Cache and Efficiency

Last Update:2018-12-05 Source: Internet

Author: User

Developer on Alibaba Coud: Build your first app with APIs, SDKs, and tutorials on the Alibaba Cloud. Read more ＞

Today, the use of multiple CPU cores has become a challenge for every programmer. For a slightly experienced programmer, OMP is undoubtedly the fastest shortcut and has a very high effect, which can basically increase the efficiency by 1.8 times (dual-core CPU ).

The endurance child has read the OMP Introduction Article and put it into practice in 3D applications. The results are remarkable. It is handy for using bone computing, skin computing, vertex coordinates, texture coordinates, and normal interpolation, on the Rise, after the key part of computing was rewritten using the SSE command, the overall efficiency was improved by about 4 times.

Some problems are found in this process:

1. Use the SSE command to write a function for processing one data and a function for processing multiple data. From the perspective of a single thread, it is obvious that reducing the overhead of function calls can improve the efficiency. Therefore, the following statement is used to process a piece of data:

// Num_threads: Number of OMP threads started
Int num_threads = omp_get_max_threads ();
// SPT: Data allocated to each thread
Int SPT = ucount/num_threads;
If (SPT> 0)
{
// Each thread processes a continuous data segment
# Pragma OMP parallel
For (INT I = 0; I <num_threads; ++ I)
{
Int nstart = I * SPT;
Sse_processdatas (buff + nstart, SPT );
}
}
For (INT I = num_threads * SPT; I <ucount; ++ I)
Sse_processdata (buff [I]);

The test results almost didn't show my chin dislocation, and the results showed that the running result of this writing method is not as fast as that of a single thread. The single-threaded code is as follows:

For (INT I = 0; I <ucount; I + = 4)
{
Sse_processdata (buff [I]);
}

However, simply adding the OMP command in front of a Single-thread Code improves the efficiency by about 0.9 times (AMD 3800 +, dual-core CPU:

# Pragma OMP parallel
For (INT I = 0; I <ucount; I + = 4)
{
Sse_processdata (buff [I]);
}

Incredible.

I am not a special root-user. Everything starts with practice. At the same time, I keep in mind the next rule: The OMP optimization rules are good, and some seemingly clever tips are not good. I am always honest and practical with OMP. Under the guidance of this idea, other optimizations will be smooth and exciting. I started to explain to my wife how to link OMP and MPI with shoes. When I drank several packets of coffee during the day, I began to suffer from insomnia in the middle of the night.
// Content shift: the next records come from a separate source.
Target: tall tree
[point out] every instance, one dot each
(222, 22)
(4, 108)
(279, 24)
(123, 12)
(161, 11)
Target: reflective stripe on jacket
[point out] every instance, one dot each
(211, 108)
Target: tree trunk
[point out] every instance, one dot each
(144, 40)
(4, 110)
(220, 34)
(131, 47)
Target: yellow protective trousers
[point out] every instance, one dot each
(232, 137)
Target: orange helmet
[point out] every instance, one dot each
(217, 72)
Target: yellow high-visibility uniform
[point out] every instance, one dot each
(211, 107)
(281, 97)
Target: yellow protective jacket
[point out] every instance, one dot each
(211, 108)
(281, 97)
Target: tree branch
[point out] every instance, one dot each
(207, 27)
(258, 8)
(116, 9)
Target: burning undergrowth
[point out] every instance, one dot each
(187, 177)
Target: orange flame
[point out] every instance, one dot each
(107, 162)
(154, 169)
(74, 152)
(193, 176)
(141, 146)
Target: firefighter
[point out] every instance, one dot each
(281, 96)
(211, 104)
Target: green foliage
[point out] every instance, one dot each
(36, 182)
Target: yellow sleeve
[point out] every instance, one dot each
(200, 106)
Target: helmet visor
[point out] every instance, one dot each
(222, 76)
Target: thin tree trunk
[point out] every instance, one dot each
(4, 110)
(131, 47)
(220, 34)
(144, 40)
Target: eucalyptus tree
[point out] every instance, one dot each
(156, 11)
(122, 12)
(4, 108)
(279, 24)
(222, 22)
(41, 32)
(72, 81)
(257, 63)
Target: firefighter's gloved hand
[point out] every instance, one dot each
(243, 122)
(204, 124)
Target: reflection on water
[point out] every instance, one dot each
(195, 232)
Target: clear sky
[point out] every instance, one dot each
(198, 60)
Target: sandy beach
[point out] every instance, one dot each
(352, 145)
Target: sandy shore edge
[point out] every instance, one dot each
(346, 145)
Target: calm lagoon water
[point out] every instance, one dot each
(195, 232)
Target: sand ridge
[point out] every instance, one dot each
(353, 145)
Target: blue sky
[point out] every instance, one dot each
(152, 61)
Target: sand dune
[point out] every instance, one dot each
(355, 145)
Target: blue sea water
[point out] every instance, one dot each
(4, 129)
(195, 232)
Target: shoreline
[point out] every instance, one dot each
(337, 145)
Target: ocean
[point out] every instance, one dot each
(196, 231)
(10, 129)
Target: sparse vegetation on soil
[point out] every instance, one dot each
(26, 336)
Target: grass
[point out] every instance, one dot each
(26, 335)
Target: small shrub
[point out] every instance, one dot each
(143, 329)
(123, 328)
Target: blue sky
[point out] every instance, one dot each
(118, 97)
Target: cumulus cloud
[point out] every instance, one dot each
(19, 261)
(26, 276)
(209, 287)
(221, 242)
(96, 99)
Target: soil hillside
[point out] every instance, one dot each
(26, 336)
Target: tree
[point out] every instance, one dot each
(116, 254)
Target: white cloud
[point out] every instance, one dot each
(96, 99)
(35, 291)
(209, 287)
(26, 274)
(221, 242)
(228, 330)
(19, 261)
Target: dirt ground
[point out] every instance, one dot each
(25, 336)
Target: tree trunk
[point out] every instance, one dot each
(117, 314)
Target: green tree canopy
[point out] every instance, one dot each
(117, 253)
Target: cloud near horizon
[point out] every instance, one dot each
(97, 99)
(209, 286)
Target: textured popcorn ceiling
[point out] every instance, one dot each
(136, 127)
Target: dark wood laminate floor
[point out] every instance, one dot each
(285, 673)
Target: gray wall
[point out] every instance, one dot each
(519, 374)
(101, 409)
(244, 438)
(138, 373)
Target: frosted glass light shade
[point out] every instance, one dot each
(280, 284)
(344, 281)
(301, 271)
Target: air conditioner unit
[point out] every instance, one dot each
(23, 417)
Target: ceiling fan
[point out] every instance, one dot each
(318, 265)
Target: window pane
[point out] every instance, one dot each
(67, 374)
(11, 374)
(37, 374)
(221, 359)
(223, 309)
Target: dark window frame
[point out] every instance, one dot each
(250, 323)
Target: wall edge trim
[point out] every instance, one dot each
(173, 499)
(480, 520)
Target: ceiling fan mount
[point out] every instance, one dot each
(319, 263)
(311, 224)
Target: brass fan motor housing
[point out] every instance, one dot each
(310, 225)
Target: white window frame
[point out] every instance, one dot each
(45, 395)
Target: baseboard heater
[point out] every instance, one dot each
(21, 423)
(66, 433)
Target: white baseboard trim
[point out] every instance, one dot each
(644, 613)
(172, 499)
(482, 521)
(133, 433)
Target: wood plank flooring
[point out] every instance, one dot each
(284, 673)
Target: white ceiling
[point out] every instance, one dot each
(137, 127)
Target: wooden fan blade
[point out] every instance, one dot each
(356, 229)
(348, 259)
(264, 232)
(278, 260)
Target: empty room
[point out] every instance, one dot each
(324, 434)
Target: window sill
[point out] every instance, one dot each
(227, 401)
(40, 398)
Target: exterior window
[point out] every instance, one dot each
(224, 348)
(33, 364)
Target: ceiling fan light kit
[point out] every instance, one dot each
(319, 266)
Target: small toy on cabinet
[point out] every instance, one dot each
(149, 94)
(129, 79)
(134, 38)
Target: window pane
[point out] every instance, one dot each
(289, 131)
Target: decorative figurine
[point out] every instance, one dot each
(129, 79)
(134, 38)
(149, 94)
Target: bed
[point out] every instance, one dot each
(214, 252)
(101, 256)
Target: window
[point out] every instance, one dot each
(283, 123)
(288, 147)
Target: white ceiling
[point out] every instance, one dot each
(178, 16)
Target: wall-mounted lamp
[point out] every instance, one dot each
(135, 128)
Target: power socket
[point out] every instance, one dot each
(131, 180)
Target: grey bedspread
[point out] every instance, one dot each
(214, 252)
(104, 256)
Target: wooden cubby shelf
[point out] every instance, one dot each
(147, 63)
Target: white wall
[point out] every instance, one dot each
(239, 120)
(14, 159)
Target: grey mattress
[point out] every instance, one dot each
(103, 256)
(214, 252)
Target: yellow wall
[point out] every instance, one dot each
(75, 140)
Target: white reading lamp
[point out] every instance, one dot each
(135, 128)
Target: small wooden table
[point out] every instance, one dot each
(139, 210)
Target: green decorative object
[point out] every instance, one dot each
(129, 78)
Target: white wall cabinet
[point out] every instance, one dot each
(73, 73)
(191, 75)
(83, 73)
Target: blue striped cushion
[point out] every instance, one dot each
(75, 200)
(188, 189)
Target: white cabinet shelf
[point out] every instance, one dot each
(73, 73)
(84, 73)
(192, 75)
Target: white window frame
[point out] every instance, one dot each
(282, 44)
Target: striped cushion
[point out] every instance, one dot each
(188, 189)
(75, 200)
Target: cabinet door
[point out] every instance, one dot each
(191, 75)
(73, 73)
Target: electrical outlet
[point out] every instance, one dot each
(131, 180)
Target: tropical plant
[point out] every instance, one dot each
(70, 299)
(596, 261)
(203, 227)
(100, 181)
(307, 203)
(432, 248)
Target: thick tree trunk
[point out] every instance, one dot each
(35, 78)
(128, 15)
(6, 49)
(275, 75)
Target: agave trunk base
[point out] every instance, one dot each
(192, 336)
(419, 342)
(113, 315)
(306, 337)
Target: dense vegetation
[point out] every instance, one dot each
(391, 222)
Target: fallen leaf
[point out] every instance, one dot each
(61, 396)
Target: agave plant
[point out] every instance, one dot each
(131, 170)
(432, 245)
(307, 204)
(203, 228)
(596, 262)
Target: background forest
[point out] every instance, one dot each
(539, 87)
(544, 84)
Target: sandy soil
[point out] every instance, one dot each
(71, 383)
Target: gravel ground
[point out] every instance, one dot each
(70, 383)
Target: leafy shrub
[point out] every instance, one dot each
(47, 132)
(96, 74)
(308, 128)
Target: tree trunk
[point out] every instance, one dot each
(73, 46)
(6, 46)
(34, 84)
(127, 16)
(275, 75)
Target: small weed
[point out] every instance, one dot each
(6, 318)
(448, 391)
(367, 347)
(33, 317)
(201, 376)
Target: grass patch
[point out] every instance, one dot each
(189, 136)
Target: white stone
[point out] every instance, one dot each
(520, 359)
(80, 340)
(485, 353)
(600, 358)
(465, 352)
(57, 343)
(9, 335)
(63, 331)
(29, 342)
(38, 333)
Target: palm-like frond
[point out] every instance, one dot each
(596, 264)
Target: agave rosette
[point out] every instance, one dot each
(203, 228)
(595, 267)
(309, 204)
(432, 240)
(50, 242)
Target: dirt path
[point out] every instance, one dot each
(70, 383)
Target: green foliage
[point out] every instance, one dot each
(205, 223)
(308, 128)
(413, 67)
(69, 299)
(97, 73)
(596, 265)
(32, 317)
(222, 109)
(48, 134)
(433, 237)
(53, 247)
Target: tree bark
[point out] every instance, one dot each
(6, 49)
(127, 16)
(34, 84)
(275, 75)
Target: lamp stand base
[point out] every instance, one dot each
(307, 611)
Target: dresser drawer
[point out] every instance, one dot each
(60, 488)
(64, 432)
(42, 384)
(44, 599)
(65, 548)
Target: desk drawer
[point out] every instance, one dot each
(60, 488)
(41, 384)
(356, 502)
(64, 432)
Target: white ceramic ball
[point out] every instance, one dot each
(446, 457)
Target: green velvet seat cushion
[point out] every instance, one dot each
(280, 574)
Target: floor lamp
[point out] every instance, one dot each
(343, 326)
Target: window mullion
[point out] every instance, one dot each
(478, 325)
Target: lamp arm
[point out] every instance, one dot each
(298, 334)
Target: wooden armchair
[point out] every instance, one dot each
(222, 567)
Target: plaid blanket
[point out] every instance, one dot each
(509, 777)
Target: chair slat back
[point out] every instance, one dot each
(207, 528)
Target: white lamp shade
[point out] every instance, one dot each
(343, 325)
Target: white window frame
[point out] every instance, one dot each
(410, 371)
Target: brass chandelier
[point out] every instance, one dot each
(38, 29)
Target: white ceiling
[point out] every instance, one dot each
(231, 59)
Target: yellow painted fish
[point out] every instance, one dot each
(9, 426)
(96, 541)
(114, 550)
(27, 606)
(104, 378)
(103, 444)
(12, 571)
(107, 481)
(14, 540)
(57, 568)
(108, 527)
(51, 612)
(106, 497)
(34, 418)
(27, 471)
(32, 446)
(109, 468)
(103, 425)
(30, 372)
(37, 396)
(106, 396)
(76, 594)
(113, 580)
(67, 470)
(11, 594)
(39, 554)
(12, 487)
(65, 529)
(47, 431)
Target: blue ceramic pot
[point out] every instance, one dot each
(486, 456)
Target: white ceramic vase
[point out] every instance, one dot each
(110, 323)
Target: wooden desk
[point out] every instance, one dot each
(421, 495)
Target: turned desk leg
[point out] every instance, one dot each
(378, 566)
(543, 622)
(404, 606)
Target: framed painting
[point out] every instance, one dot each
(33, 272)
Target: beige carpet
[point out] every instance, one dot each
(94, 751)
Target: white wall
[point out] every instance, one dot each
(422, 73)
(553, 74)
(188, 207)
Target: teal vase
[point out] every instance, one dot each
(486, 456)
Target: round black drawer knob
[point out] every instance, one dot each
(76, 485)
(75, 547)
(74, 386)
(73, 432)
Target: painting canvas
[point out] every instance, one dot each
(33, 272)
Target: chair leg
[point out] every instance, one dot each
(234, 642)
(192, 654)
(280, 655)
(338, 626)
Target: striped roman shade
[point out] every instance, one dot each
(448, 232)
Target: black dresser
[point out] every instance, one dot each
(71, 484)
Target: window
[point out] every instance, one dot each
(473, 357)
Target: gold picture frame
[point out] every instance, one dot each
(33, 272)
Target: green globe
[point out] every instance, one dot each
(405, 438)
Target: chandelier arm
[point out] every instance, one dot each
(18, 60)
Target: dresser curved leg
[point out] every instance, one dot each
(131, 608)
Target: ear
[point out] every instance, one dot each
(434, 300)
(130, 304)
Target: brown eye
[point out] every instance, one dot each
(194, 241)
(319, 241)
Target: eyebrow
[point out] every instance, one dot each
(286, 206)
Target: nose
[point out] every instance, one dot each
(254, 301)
As the saying goes, we often see rivers and lakes drifting. How can we leave without a knife? How can we avoid wet shoes? OMP gave me another lesson when doing Ray and model triangle-by-triangle interaction. According to the previous experience, this code is very conservative and well-disciplined:

Single-thread code:

Float fmaxdistance = flt_max;
Int ntriangle =-1;
For (INT I = 0; I <ncount; I + = 3)
{
Float temp; // Ray and triangle surface (pvertex [pindex [I + 0], pvertex [pindex [I + 1], pvertex [pindex [I + 2]) intersection distance
If (false = intersecttriangleline (pvertex [pindex [I + 0],
Pvertex [pindex [I + 1],
Pvertex [pindex [I + 2],
Ray, null, & temp ))
Continue;
If (temp <0)
Continue;
If (temp <fmaxdistance)
{
Fmaxdistance = temp;
Ntriangle = I;
}
}

Multi-threaded code. A typical version of OMP for minimum value:

Int NTT [2] = {-1,-1 };
Float f [2] = {flt_max, flt_max };
# Pragma OMP parallel for num_threads (2)
For (INT I = 0; I <ncount; I + = 3)
{
Float temp; // Ray and triangle surface (pvertex [pindex [I + 0], pvertex [pindex [I + 1], pvertex [pindex [I + 2])
Intersection distance
If (false = intersecttriangleline (pvertex [pindex [I + 0],
Pvertex [pindex [I + 1],
Pvertex [pindex [I + 2],
Ray, null, & temp ))
Continue;
If (temp <0)
Continue;
Int threadid = omp_get_thread_num ();
If (temp <F [threadid])
{
F [threadid] = temp;
NTT [threadid] = I;
}
}
If (F [0] <F [1])
{
Fmaxdistance = f [0];
Ntriangle = NTT [0];
}
Else
{
Fmaxdistance = f [1];
Ntriangle = NTT [1];
}

I am very happy to conduct the test (my unit test habits are good), and the results almost didn't let my chin dislocation again-the efficiency has dropped by about 1/8!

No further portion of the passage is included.